3 and 4, the support rope member 11 is inserted into the support rope member 11 through the lower opening of the support pillar 10, and the support rope member 11 protrudes through the upper opening of the support pillar 10. As shown in FIG. It is installed so as to maintain the standing posture of the support | pillar 10 by fixing the buffer opening 12 to the base part of the base.

In this example, the strut rope material 11 is taken out from the strut cap 15 covered on the top of the strut 10, and the strut rope material is a buffer opening 12 having a size that cannot pass through the opening of the strut cap 15. The case where the base part of (11) is fixed is shown.

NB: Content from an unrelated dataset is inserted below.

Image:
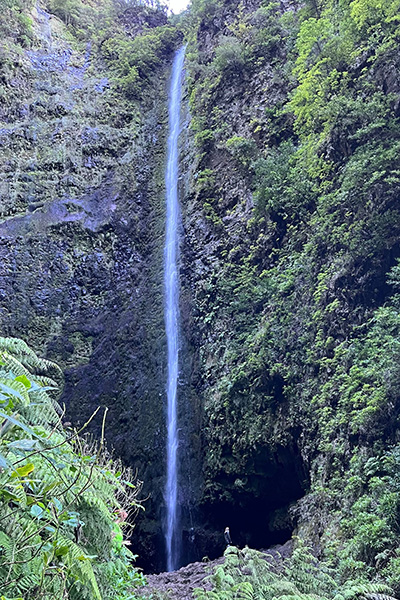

The shock absorber 12 allows the support rope material 11 to slide when the tension of the support rope material 11 and the gripper of the shock absorber 12 is greater than the frictional resistance. When the impact energy is attenuated.

As the shock absorber 12, a well-known friction-resistant shock absorber, for example, which supported two plate bodies with both a bolt and a nut, can be used.

In addition, if necessary, the brace rope 13 is connected between the upper and lower portions of the support 10 and the anchor 41 of the slope 40, or the buffer port 17 is provided at the end or the middle of the brace rope 13. You can also excrete.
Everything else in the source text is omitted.